Institut Lumière : Spike Lee dans le rétro

Rétrospective | Films, pubs ou clips, ses “joints“ ont enflammé les écrans dès la fin des années 1980 et leur esthétique a en partie modelé celle des années 1990. Moins prolifique depuis une quinzaine d’années, Spike Lee est revenu au premier plan avec "BlacKkKlansman" en 2018 et préside le jury cannois cette année. Le bon timing pour une rétrospective à l’Institut Lumière.

Vincent Raymond | Lundi 7 juin 2021

Photo : © DR


Il y a du Miles Davis chez Spike Lee. Comprenez : une conscience aigüe de son talent et des privilèges qu'il octroie lorsque l'on est issu d'une minorité visible politiquement ostracisée ; une carrière prolifique, la même excentricité tirée à quatre épingles, ainsi qu'une propension à l'indocilité et aux esclandres — ici, on dirait « à jouer les grandes gueules » — que seuls ne craignent pas de commettre les fils de bonne famille.

Cela ne l'empêche pas de s'attacher aux quartiers populaires à ses débuts — Do The Right Thing (1989), comme à des sujets éminemment politiques — Malcolm X (1992), Get on the Bus (1996), son prisme principal demeurant de représenter à travers l'Histoire une communauté afro-américaine qui l'est fort peu à l'écran. Produit par sa société 40 Acres & & A Mule Filmworks (pied-de-nez à l'indemnisation jadis allouée au esclaves affranchis), son cinéma forme la part visible de son travail, célébrée dans les festivals — mais boudée par les jurys, à son grand agacement —, l'autre étant constituée de réalisations plus courtes et commerciales dans le monde du clip et de la pub. Liée à l'univers rap, funk, basket (dont il est un fan inconditionnel), bref à tout ce qui façonne l'émergence des cultures urbaines, elle fait de Spike Lee un “influenceur“ esthétique avant l'heure. En France, la génération Kourtrajmé, et notamment Mathieu Kassovitz avec Métisse, savent ce qu'ils doivent à l'auteur de Nola Darling n'en fait qu'à sa tête.

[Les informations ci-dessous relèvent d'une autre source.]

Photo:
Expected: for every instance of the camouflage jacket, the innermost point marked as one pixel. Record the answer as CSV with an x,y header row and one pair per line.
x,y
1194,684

Ayant touché à tous les registres et connu un peu de purgatoire, Lee a fait un spectaculaire retour médiatique en 2018. Au moment où nous rédigeons ces lignes, nous ignorons encore la programmation exacte du second mois de cette rétrospective. Mois durant lequel il sera prés(id)ent à Cannes, et où l'Institut Lumière délocalise ses projections sur la place Ambroise-Courtois pour l'Été en Cinémascope. Mises bout à bout, ces deux informations laissent espérer non seulement sa venue Rue du Premier-Film, histoire d'inaugurer une plaque à son nom sur le mur des cinéastes mais également pour présenter un (ou plusieurs) films en plein air.

BlacKkKlansman ayant déjà fait la clôture l'an passé, pourquoi pas une diffusion sur grand écran de Da 5 Bloods : Frères de sang (2020) son dernier long à ce jour, sorti sur Netflix ? Ou alors Do The Right Thing, cannois, et adapté aux atmosphères caniculaires — à condition que l'on distribue des parts de pizzas ? Fin du suspense le plus tôt possible, on l'espère…


Do The Right Thing

De Spike Lee (ÉU, 1989, 2h) avec Spike Lee, Danny Aiello...

De Spike Lee (ÉU, 1989, 2h) avec Spike Lee, Danny Aiello...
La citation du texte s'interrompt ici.